Shooter Joshua Jahn meticulously plotted the attack and took aim from a rooftop of a nearby building before firing with a Nazi battle rifle at a van near the ICE office Wednesday morning.
One of the gunman’s bullets was inscribed with the words “ANTI ICE,” according to photos released the same day by FBI Director Kash Patel.
A handwritten note recovered by investigators also read, “Hopefully this will give ICE agents real terror, to think, ‘is there a sniper with AP [armor piercing] rounds on that roof?’”
But the only victims of his attack were three detained migrants, one of whom was killed.
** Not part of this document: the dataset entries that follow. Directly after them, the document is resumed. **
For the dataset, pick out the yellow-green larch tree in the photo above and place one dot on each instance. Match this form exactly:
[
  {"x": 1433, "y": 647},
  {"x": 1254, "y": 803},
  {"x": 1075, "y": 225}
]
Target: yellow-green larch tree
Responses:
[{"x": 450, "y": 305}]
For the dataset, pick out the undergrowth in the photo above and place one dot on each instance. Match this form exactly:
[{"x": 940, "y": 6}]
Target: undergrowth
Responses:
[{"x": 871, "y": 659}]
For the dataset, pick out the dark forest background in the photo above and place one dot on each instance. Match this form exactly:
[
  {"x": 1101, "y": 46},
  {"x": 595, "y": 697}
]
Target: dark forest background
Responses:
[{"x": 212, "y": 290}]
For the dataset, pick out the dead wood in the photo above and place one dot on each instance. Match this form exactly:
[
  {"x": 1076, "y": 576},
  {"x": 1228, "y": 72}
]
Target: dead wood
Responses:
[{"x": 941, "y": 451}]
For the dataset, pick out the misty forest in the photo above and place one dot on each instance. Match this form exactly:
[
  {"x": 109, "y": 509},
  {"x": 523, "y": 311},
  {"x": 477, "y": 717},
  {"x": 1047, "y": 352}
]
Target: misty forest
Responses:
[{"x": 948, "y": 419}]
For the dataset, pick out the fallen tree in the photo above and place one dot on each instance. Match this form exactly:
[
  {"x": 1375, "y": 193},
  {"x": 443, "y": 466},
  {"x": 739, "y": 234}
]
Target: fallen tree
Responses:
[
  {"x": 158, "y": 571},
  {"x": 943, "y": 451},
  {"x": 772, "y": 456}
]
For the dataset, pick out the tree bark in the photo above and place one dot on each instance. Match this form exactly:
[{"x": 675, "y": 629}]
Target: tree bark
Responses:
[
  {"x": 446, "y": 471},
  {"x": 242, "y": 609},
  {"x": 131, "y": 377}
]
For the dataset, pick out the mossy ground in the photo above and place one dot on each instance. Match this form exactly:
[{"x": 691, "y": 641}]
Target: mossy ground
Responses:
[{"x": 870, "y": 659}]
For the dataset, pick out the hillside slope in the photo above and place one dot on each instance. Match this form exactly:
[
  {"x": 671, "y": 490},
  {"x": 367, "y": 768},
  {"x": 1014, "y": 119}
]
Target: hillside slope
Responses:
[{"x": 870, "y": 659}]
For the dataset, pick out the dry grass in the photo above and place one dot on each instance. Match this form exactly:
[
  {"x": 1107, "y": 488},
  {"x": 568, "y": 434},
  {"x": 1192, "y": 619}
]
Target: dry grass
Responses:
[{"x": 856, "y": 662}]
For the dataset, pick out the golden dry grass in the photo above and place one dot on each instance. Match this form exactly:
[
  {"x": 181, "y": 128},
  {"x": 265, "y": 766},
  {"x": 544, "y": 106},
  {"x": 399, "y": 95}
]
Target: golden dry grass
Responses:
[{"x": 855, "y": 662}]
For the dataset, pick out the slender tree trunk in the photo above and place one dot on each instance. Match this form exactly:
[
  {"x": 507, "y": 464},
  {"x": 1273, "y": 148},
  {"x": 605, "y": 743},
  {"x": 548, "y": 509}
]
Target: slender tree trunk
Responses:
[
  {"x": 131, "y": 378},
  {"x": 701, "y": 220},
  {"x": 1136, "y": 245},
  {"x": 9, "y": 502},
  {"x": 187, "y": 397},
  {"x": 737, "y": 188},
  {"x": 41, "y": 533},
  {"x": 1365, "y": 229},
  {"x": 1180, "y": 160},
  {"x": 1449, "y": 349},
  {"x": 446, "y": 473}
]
Two others were rushed to the hospital in critical condition.
Homeland Security Assistant Secretary Tricia McLaughlin in a Sept. 16 statement slammed California Democrats for pushing the legislation, noting that its comparisons to federal officers as “secret police” likened them to the Gestapo.
“We urge Governor Newsom to condemn this rhetoric and veto this bill,” McLaughlin had said. “Our federal law enforcement officers face a 1000% increase in assaults against them, unprecedented online doxing, and are having cars used as weapons against them.”
“Once again sanctuary politicians are trying to outlaw officers wearing masks to protect themselves from being doxed and targeted by known and suspected terrorist sympathizers,” she added. “The men and women at CBP, ICE, and all of our federal law enforcement agencies put their lives on the line every day to arrest violent criminal illegal aliens to protect and defend the lives of American citizens.”
Democratic California Gov. Gavin Newsom still went on to sign a series of bills banning masking statewide last week — including for ICE officers and other federal agents who keep their identities concealed during operations.
On Friday, LA acting US Attorney Bill Essayli declared the law “unconstitutional” and said “the state lacks jurisdiction to interfere with federal law enforcement.”
“I have directed federal agencies to disregard this state law and adhere to federal law and agency policies,” he added, posting a letter he penned authorizing the move on X.
The City of Angels was torn apart by anti-ICE rioting in June, which resulted in dozens of charges from the Los Angeles DA and is expected to cost more than $32 million in emergency response and property damage costs.